NOTE
All credit for the slides in the pictures goes to their creators!
NOTE
If you are in one of these pictures and want it removed, please contact me by email (see about/imprint page).
Slides
The slides of the talks can be found here: Ceph Community presentations channel - SlideShare.
Welcome & Kickoff
I arrived with my colleagues from Cloudical at the Ceph Day Berlin location, which at the same time was the location for OpenStack Summit.
Sage Weil announced that the Ceph Foundation has been founded with help from the Linux Foundation.
Cephalocon Barcelona has been announced. It will take place just "before" KubeCon and just shows that the Ceph team wants to be storage for cloud and containers.
Talks
State Of Ceph, Sage Weil, Red Hat
There will be a telemetry module for the Ceph MGR but it will be opt-in. The telemetry data will be anonymized and only "basic" stats such as OSD count, cluster size and so on are transmitted.
To help Ceph clusters with their reliability, features have been added to take the health of devices/disks into account. Disk failure prediction can be used to preemptively move data to other disks/servers before a failure to reduce recovery time and cluster load.
The Ceph MGR in general and the Ceph MGR dashboard module have been further improved by John Spray. Additionally to the Ceph MGR becoming more and more stable, the REST API module for the MGR has been improved. The REST API isn't completely "there" yet, but it is actively being worked on.
The goal for Ceph in Kubernetes is to further go the cloud-native way by making it more and more easy to have storage for containers.
ceph top
is like top
but for Ceph cluster. It will show you the current "load"/usage of the whole Ceph cluster.
cephfs-shell
is a command cli which allows to work with the CephFS without "mounting" it. That is perfect for quickly putting files, directories and setting quotas on a CephFS through scripts/automation.
Project Crimson is looking into re-implementing the OSD data path for better performance, with a focus on "new" devices, e.g., flash and NVME storage.
For new modern IT infrastructures, it is planned to "Reframe Ceph RGW". This is done to make it more suitable for modern IT infrastructures which most of the time rely on multiple cloud providers/datacenter.
RGW federation/sync can allow you to have global user and bucket namespaces in sync over multiple Ceph RGW clusters/zones.
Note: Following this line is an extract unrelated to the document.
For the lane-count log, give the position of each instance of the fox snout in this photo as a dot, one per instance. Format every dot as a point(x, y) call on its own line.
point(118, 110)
RGW sync (now) available to e.g., sync an on-premise Ceph RGW cluster with an AWS S3 for "backup" or just keep two (or more) Ceph RGW clusters in sync.
Managing and Monitoring Ceph with the Ceph Manager Dashboard, Lenz Grimmer, SUSE
NOTE He has a big Rook sticker on his laptop, which is totally cool as they are currently nowhere available anymore. :-)
They mentioned at last Ceph Day Germany in Darmstadt that the dashboard was available now and is hugely inspired by the OpenATTIC project. So thanks for them to put the work into the official Ceph MGR dashboard module!
They have more features coming up for the Ceph Nautilus release. A big part will be to allow even further configuration over the web with ease.
I'm especially happy to see the in-built SAML2 support and the auditing support which will be useful for companies.
You can also have a per server overview page with metrics displayed through Grafana.
Next to "just being a dashboard", as mentioned earlier there is a focus on allowing a user to make changes to the Ceph config through the Ceph MGR dashboard.
Creating snapshots, clones of rbd
images is now also possible through the dashboard.
Even if it is a small thing, thanks to a user contribution You can now see as which user you are logged into the dashboard now.
To summarize, the dashboard can not only show but can also create, modify and also delete "things" in Ceph and edit configurations.
An outlook for the dashboard is to integrate the upcoming orchestration layer of the Ceph MGR.
Building a Ceph Storage Appliance That's Cooler Than a Dog, Phil Straw, SoftIron
SoftIron does a lot of thermal analysis of servers.
When they got their new thermal camera, next to taking pictures of dogs with it, they took pictures of their competitors and their own servers. They do that to see their server cooling optimization against the competition:
"Power is heat", Power costs money, cooling also costs money = A lot of money
If the design of the servers is optimized for "being cool", one can potentially get back parts/all of their costs of the equipment back through saving on cooling costs. Though in most cases this would require separate datacenter rooms for the optimized servers with less cooling.
A round of applause for their dog.
In the end their goal is to have "cool" servers which can "quickly" get back the costs through the servers reduced cooling needs.
Unlimited Fileserver with Samba CTDB and CephFS, Robert Sander, Heinlein Support
NOTE
As this isn't really a topic which falls into my interest area. I'd recommend to checkout the full slides of the talk on the SlideShare. Now have a few pictures without too much comments from my side:
Ceph implementations for the MeerKAT radio telescope, Bennett SARAO, SKA Africa
After some technical difficulties, he started talking about their work with Ceph at SKA Africa.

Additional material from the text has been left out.